Шумилов хмыкнул и, опираясь на трость, поднялся с камня.
— А ты что, лося хотел? — ехидно спросил он. — Что нашему командиру под пулю попало, то и кушать будем…
* * *
На вид ощипанная куропатка выглядела тощей, но, оказавшись на вертеле, буквально истекла жиром. Слушая шкворчание густых мутноватых капель, падавших на уголья, Суворин вспоминал далекое детство, походы за город каждое последнее воскресенье месяца с чудаковатым, но добрым воспитателем Ильей Андреевичем. Он до сих пор помнил его лицо — худое, вечно заросшее трехдневной щетиной, но чистое и улыбающееся — в отличие от сине-красных, хотя и чисто выбритых рож прочих сотрудников детдома, любивших топить свободное время в горячительных напитках.

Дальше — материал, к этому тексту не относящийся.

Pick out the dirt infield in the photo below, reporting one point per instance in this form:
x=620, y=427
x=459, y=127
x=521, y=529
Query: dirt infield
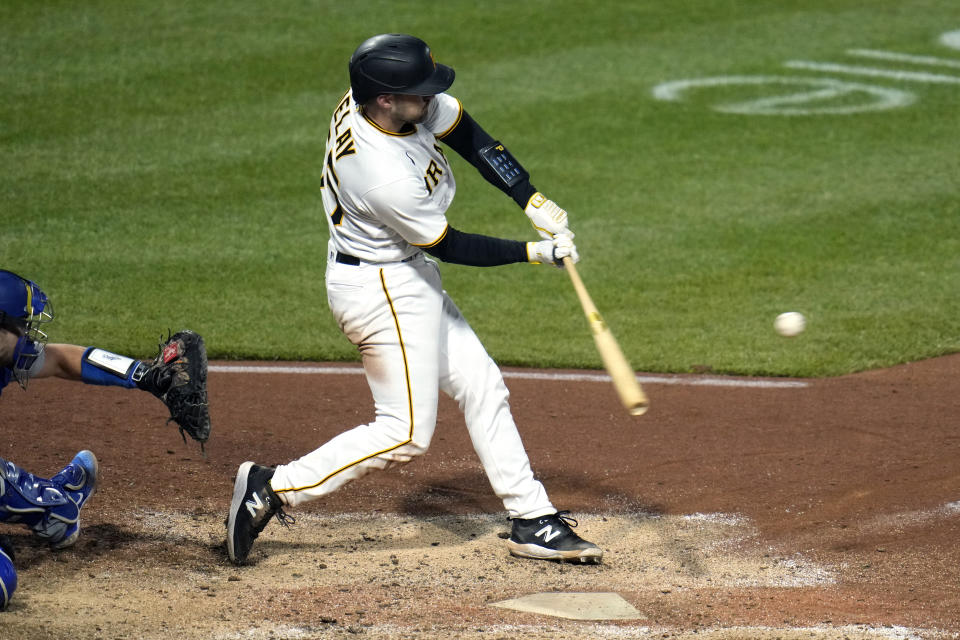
x=829, y=510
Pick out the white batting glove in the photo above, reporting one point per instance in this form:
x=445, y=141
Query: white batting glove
x=553, y=251
x=546, y=217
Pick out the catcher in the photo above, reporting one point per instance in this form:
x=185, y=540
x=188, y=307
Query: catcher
x=178, y=375
x=51, y=507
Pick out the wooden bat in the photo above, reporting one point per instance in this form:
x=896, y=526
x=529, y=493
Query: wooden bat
x=624, y=379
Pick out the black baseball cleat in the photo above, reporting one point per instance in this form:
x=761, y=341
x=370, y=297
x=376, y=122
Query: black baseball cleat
x=551, y=538
x=253, y=504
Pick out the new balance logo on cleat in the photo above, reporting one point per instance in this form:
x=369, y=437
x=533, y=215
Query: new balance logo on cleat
x=547, y=533
x=255, y=505
x=551, y=537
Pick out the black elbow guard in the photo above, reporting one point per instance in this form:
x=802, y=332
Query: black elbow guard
x=504, y=166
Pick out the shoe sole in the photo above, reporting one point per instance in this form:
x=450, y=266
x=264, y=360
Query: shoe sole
x=91, y=466
x=239, y=490
x=590, y=555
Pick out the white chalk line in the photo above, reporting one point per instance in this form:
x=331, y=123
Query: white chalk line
x=706, y=381
x=906, y=76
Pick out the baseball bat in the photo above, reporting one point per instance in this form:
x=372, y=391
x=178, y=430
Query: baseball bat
x=624, y=379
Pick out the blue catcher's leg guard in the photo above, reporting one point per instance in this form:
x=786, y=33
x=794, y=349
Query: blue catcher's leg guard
x=8, y=574
x=51, y=508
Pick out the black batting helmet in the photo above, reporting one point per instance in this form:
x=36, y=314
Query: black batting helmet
x=396, y=63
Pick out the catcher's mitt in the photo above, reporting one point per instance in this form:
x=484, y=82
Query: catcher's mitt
x=178, y=376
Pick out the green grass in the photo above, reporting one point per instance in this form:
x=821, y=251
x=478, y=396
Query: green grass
x=160, y=161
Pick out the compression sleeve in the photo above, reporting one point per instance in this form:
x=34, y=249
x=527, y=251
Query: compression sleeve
x=467, y=138
x=475, y=250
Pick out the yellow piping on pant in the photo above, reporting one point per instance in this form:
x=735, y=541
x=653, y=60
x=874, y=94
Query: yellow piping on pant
x=406, y=374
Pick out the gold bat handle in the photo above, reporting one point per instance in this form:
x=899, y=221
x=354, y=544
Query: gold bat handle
x=624, y=379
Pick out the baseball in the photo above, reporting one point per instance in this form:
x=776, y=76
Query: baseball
x=790, y=324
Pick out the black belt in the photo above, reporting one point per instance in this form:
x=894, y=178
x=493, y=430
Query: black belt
x=345, y=258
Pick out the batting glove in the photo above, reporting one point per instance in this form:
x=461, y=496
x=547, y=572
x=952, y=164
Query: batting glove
x=546, y=217
x=554, y=251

Тогда он мечтал о том, чтобы однажды Илья Андреевич стал его папой. Очень хотелось бродить в лесу каждое воскресенье, а еще больше хотелось постоянно узнавать новое о таких обычных, совсем не выдающихся вещах, которые окружают тебя постоянно: травах, деревьях, насекомых и животных…
— Готово, — объявил кухаривший сегодня лейтенант. — Добавь какой-нибудь своей травки, Панкрат…
— Ну-ну, — не смог упустить такой возможности Шумилов, — добавь. Травки-конопельки.
Суворин усмехнулся, откинул крышку одного из ящиков и извлек оттуда полотняный кисет, набитый под самую завязку душистыми травами, собранными им в редкие моменты затишья в разных местах гор. Один из пучков он протянул Чепрагину, и тот резво порубил высохшую траву на мелкие кусочки. Каждому досталась небольшая горка.
Растерев травинки, уже хрупкие и почти сухие, в пальцах, они посыпали свои куски куропатки этой приправой.
— Это вместо соли, перца и прочих приправ, — пояснил Суворин.
— И вместо хлеба, — подхватил сержант, вгрызаясь в подрумянившееся крыло здоровыми белыми зубами, которым позавидовал бы любой актер из роликов, рекламирующих зубные пасты.
— Да, хлебушка бы… — мечтательно произнес Чепрагин, стремительно уничтожая свою порцию.
— За хлебом пойдем завтра, — отозвался Панкрат. Две пары глаз удивленно уставились на него. Челюсти остановились.
— Что, где-то поблизости открылась пекарня? — спросил наконец Шумилов. Суворин кивнул:
— Точно. На базе у чеченов. Завтра — выпечка пробных хлебцев.
Чепрагин слабо улыбнулся.
— Значит, завтра… — пробормотал сержант.
— Извини, Мирон, но ждать, пока ты придешь в норму, я не могу, — Седой постарался, чтобы его слова звучали как можно нейтральнее, но заметил, как сразу же потемнело лицо Шумилова. — Чтобы тебя утешить, могу сообщить, что с тобой останется лейтенант.
— Что значит “останется”? — вскинулся не ожидавший такого поворота Чепрагин. — Не понял…
— Остынь, лейтенант, — Суворин предостерегающе поднял руку. — Я пойду один, и это решено. Ты поможешь мне в самом начале, с часовыми. Потом вернешься сюда, к сержанту.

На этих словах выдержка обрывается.